Types of bariatric surgery:

Roux-en-y-Gastric Bypass

In normal digestion, food passes through the stomach and enters the small intestine where most of the nutrients and calories are absorbed. ‘In this laparoscopic procedure, a small part of the stomach is stapled to create a new, egg-sized stomach pouch,’ says Dr Geofré Heyns at the Mediclinic Bloemfontein Bariatric Centre of Excellence. ‘The outlet from this newly-formed pouch empties directly into the lower portion of the jejunum (the middle segment of the small intestine). This means food bypasses the duodenum (the upper portion of the small intestine) and is delayed in mixing with bile and pancreatice juices that aid nutrient absorption.’ The result is an early sense of satiety which reduces the desire to eat.

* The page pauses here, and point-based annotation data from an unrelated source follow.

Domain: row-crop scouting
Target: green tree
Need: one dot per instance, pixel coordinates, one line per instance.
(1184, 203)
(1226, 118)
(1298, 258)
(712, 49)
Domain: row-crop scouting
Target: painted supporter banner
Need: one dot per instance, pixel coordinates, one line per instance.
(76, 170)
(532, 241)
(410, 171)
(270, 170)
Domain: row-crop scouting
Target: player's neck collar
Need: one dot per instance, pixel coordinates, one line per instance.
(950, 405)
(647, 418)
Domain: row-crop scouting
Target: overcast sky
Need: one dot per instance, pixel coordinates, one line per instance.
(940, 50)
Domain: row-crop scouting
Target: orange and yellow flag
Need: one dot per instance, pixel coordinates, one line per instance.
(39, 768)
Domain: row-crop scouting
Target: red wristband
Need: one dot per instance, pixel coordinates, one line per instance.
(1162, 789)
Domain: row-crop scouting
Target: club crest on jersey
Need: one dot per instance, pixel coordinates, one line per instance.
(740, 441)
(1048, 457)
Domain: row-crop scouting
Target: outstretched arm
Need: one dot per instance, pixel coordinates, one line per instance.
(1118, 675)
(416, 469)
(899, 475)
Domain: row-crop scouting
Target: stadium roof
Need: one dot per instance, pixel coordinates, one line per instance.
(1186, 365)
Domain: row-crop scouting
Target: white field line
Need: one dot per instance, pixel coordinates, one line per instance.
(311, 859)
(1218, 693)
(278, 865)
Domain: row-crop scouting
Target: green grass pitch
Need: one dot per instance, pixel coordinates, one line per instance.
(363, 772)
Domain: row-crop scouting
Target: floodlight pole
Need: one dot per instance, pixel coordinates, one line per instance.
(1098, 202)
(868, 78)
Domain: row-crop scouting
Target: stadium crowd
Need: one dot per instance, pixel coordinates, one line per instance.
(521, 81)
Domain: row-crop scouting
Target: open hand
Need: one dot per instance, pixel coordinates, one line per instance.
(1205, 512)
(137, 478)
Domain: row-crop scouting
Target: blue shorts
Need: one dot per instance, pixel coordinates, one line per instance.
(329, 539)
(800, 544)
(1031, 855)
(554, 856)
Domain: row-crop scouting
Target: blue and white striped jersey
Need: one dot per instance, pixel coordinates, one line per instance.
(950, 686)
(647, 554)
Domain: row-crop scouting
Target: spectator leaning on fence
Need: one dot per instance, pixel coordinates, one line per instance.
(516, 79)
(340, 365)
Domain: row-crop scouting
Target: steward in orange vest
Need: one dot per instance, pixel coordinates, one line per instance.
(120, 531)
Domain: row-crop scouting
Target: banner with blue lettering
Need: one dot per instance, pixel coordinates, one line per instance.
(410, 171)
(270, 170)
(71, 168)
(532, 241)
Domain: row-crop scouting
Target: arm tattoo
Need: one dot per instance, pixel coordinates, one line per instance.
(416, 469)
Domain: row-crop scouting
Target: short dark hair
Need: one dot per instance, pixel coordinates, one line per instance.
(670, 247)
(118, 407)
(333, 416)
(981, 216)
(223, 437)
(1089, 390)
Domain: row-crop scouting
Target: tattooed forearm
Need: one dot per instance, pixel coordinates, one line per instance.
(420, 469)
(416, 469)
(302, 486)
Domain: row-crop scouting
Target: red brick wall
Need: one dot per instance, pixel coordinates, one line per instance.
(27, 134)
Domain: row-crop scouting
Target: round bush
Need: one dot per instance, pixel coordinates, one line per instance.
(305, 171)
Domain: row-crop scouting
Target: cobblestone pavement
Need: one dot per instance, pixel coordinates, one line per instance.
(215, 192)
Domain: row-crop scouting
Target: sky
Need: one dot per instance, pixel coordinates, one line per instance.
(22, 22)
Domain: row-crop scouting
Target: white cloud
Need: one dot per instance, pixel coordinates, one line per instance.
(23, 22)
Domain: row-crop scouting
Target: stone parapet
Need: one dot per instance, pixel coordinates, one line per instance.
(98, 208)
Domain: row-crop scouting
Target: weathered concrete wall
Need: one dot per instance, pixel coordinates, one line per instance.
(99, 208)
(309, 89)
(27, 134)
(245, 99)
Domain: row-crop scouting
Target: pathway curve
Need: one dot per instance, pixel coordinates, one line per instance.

Vertical Sleeve Gastrectomy

During this procedure, approximately 60 – 85% of the right side of the stomach is removed, creating a ‘sleeve’ or tubular stomach. Afterwards, the stomach functions as before but the quantity of food it can manage is considerably restricted. ‘Because the greater curvature of the stomach is removed, fewer hormones are produced, including ghrelin that makes you feel hungry,’ Dr Heyns explains. Vertical Sleeve Gastrectomy can also be used as the first stage operation of a two-stage procedure.